Les oisillons Adélie font une poussée de croissance si rapide qu’elle ridicule le rythme auquel les adolescents humains grandissent. Leur corps augmente de 5 fois sa taille initiale pendant les 6 premiers jours, et de plus de 40 fois pendant les 2 mois qui suivent. Par conséquent, leur ratio surface/volume décroît significativement. Parallèlement à une meilleure isolation grâce à un duvet plus épais, ce nouveau corps les aide également à mieux conserver la chaleur.

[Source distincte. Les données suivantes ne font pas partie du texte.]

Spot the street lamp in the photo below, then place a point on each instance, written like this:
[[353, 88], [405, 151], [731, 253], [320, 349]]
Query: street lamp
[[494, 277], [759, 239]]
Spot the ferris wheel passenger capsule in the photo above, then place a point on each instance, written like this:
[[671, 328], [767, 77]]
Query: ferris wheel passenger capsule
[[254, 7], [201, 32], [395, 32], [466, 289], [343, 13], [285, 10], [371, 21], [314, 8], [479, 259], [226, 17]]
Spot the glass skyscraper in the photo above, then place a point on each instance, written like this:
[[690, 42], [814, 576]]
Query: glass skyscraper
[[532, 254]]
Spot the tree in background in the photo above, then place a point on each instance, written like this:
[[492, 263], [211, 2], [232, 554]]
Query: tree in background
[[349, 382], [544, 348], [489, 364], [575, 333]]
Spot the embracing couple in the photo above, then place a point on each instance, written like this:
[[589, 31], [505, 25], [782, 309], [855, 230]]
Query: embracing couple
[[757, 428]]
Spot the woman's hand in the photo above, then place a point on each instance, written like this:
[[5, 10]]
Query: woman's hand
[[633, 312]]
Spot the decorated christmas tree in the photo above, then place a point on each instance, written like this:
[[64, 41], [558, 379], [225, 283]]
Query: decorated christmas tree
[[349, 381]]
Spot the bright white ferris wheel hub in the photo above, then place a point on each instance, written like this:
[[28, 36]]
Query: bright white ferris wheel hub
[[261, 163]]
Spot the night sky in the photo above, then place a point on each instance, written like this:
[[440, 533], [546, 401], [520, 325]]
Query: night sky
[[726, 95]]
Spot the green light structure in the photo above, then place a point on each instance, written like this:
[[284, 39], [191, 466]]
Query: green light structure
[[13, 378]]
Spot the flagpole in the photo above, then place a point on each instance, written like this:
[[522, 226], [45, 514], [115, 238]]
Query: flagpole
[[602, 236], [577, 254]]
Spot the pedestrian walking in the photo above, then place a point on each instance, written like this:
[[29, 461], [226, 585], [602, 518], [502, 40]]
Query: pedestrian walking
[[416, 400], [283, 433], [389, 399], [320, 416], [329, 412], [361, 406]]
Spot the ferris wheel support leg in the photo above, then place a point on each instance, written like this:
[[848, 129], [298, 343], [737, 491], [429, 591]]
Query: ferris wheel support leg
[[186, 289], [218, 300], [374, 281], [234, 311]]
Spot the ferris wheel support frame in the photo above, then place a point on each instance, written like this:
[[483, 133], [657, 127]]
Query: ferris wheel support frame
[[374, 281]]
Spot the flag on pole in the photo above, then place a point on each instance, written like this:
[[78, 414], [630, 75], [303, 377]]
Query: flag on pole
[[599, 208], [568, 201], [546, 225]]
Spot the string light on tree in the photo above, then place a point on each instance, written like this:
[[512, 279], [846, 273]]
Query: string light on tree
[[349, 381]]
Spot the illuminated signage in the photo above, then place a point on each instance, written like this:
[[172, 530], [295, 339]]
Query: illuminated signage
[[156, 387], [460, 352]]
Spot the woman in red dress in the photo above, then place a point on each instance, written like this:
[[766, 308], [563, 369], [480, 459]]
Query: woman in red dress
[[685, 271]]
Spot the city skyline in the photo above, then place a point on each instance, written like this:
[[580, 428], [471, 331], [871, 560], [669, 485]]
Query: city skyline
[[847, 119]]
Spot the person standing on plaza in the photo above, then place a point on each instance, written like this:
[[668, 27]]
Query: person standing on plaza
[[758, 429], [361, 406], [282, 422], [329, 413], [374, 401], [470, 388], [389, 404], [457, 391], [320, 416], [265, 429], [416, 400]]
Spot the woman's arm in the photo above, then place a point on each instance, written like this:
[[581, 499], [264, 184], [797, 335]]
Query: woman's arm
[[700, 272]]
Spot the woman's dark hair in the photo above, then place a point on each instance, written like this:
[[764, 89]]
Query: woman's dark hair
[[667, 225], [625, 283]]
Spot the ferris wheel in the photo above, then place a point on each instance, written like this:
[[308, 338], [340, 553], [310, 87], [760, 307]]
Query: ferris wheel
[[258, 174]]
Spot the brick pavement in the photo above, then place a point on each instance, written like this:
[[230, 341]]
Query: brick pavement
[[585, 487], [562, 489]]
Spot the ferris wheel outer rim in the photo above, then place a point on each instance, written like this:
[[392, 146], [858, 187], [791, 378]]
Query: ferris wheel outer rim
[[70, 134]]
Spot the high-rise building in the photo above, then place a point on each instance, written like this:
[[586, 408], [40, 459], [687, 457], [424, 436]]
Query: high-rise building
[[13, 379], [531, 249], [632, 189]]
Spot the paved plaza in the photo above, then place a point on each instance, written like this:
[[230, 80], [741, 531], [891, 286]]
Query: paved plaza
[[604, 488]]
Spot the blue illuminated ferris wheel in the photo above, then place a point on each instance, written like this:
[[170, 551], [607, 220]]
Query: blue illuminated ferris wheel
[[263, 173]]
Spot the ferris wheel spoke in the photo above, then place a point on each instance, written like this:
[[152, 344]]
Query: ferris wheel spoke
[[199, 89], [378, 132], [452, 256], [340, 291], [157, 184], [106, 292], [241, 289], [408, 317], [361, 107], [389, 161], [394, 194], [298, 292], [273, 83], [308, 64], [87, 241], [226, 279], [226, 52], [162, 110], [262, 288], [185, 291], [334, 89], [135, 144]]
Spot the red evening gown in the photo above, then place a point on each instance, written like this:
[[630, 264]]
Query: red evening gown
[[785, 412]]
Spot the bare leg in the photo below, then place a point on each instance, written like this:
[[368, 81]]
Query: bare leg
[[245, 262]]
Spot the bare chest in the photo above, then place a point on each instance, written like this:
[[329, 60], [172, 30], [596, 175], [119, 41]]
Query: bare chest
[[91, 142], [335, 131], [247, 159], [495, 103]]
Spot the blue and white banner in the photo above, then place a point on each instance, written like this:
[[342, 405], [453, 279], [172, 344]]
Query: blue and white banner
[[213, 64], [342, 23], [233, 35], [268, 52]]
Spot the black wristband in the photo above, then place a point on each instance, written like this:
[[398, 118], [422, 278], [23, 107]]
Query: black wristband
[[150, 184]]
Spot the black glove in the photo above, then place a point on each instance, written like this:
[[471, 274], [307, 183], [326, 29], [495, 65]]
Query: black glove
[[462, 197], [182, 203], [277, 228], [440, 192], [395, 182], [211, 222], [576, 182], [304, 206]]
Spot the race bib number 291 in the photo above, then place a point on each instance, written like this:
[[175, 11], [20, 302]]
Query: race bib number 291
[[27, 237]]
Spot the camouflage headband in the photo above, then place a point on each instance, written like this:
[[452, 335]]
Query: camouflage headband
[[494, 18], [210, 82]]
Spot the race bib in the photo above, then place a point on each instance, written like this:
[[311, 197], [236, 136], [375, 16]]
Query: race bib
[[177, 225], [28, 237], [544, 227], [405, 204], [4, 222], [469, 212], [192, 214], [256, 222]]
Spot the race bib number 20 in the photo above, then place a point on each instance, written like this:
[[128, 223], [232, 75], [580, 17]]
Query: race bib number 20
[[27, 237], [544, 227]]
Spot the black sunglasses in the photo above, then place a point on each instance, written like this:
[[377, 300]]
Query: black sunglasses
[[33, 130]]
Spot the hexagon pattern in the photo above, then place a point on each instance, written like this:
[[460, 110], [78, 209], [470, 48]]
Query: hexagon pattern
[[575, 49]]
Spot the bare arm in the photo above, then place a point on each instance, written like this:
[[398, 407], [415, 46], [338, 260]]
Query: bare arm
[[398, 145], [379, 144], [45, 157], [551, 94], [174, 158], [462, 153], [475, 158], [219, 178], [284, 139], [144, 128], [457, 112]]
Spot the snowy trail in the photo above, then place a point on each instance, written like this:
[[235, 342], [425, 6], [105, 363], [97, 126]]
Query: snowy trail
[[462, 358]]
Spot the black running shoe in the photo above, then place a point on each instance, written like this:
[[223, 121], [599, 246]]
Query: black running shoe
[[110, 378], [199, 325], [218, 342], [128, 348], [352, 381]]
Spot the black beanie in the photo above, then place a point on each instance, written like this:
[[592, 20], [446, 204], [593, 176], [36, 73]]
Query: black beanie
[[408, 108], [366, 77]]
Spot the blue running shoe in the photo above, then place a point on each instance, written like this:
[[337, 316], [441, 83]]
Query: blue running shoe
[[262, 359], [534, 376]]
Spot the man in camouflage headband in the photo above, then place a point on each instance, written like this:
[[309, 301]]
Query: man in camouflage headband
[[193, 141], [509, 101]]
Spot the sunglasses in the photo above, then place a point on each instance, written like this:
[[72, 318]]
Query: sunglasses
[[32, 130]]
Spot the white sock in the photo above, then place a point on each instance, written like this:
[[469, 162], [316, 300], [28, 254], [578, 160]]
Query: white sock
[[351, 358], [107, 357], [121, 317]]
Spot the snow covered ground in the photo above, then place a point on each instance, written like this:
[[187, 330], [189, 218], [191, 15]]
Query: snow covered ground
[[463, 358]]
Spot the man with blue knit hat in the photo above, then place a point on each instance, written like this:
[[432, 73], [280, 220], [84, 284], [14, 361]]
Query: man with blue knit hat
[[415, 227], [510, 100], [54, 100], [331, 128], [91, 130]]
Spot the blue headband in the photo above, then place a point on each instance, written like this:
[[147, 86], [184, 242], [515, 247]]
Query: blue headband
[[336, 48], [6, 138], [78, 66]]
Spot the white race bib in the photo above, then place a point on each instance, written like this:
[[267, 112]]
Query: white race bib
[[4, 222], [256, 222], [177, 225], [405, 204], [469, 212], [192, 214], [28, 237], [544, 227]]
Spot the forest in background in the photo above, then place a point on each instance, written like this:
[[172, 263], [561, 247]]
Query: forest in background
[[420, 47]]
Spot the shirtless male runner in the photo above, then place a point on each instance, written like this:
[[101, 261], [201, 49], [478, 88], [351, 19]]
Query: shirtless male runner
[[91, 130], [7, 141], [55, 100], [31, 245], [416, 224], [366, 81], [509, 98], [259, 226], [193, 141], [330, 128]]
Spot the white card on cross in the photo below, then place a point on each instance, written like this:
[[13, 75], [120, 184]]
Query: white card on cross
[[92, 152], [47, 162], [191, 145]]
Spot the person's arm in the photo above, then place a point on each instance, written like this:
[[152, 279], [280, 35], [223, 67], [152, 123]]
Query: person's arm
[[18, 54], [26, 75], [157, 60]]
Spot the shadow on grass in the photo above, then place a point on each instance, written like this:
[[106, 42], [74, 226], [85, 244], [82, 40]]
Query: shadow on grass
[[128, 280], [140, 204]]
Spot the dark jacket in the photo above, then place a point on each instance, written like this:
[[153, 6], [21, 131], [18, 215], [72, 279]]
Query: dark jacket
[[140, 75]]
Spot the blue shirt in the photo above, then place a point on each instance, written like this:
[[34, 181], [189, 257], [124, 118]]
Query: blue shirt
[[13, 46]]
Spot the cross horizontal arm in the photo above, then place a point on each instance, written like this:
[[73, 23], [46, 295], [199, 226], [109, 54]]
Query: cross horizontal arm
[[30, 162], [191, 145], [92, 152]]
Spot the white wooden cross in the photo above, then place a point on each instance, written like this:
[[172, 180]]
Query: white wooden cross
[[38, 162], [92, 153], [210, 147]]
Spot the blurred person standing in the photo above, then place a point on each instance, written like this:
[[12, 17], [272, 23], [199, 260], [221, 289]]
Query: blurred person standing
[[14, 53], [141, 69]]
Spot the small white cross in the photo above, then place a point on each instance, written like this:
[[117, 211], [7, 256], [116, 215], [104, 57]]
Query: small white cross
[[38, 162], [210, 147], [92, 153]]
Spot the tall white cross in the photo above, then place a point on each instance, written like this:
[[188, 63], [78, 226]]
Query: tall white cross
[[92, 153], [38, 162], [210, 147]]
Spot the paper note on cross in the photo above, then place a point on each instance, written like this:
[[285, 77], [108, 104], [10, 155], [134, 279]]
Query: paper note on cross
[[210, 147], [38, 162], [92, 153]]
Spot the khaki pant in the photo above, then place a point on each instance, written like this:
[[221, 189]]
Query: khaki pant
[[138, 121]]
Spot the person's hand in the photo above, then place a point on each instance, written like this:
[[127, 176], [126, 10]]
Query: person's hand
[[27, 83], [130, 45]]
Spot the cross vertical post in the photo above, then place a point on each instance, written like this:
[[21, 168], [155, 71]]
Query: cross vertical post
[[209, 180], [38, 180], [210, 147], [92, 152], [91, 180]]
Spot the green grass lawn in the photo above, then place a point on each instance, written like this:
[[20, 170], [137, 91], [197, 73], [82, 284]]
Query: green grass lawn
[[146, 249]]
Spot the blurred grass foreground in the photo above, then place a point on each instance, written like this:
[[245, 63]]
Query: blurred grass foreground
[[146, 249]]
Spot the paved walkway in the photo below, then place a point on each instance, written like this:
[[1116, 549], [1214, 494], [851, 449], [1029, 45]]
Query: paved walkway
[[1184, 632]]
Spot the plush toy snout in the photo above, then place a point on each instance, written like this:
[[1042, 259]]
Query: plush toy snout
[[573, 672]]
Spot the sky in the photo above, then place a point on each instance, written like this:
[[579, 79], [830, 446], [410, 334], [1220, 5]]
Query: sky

Le facteur principal pour transformer ces oisillons tout juste sortis de l’oeuf en poussins géants, est la croissance de leur muscle pectoral. Le premier mois, il grossit de 80 fois sa taille de départ ! Essentiel pour la plongée, ce muscle est aussi le générateur de chaleur principal chez les manchots Adélie. Le froid déclenche des frissons, le mouvement du muscle qui s’ensuit produit de la chaleur et réchauffe le manchot. La manière dont le corps effectue la transition entre croissance du muscle et utilisation du muscle pour la thermogénèse (et donc d’ectotherme à endotherme) a été mise en lumière par Mireille Raccurt et son équipe de chercheurs à l’université de Lyon. Durant l’été antarctique, ils ont travaillé pendant plus de trois saisons de reproduction sur l’archipel de la Pointe Géologie, aire de nidification pour plus de 34 000 couples de manchots Adélie.

Les scientifiques ont étudié les facteurs impliqués dans la croissance et dans la thermogénèse, via l’analyse de la manière dont les gènes s’expriment aux différents stades de  la vie d’un bébé manchot Adélie. Après l’éclosion, l’hormone de croissance (HC), sa stimulation et son interaction avec d’autres hormones sont nécessaires pour que les oisillons grandissent. La sensibilité des tissus à la HC dépend du nombre de récepteurs spécifiques à cette hormone. En y regardant de près, l’équipe franco-canadienne a découvert que les oisillons naissaient avec un nombre élevé de ces récepteurs dans le muscle pectoral, et qu’il décroissait pendant les 15 premiers jours de leur vie. Ceci modifie l’explosion initiale de croissance du muscle : la production locale d’un autre récepteur d’hormone peut ensuite s'assurer de la fin de la croissance et de la maturation du muscle pectoral.

Une fois que le muscle pectoral a achevé la majeure partie de sa croissance, il a besoin de se consacrer à son rôle futur de machine à production de chaleur.  À l’âge de 15 jours, quand la croissance arrête de prendre le dessus, les chercheurs ont remarqué une augmentation soudaine dans l’expression des gènes mitochondriales impliqués dans la régulation thermique. Ce regain dure jusqu’à l’âge de 2 mois. Cette observation, associée à l’étude des fibres musculaires elles-mêmes, a montré que le muscle avait atteint alors sa maturité. Le manchot, désormais autonome, est alors capable de bruler des lipides riches en énergie pour les transformer en chaleur.

Ces contrôles moléculaires, à l’origine de la capacité d’une espèce d’oiseau polaire à gérer le conflit entre le besoin de grandir vite et celui de pouvoir produire de la chaleur, pourraient bien être utilisés par d’autres espèces  dans des environnements similaires. Les auteurs remarquent toutefois que des études comparatives suggèrent jusque-ici que chaque espèce a sa propre stratégie. Tous les muscles pourraient même se développer de manière différente, en fonction de l’importance de leur rôle chez un jeune oiseau sur son chemin vers l’indépendance. Mieux comprendre les liens qui existent entre la physiologie animale et les compromis développementaux, du type de celui auquel fait face le manchot Adélie, nous permettra d’avoir un aperçu plus complet de la manière dont l’évolution fonctionne chez l’animal dans son environnement naturel.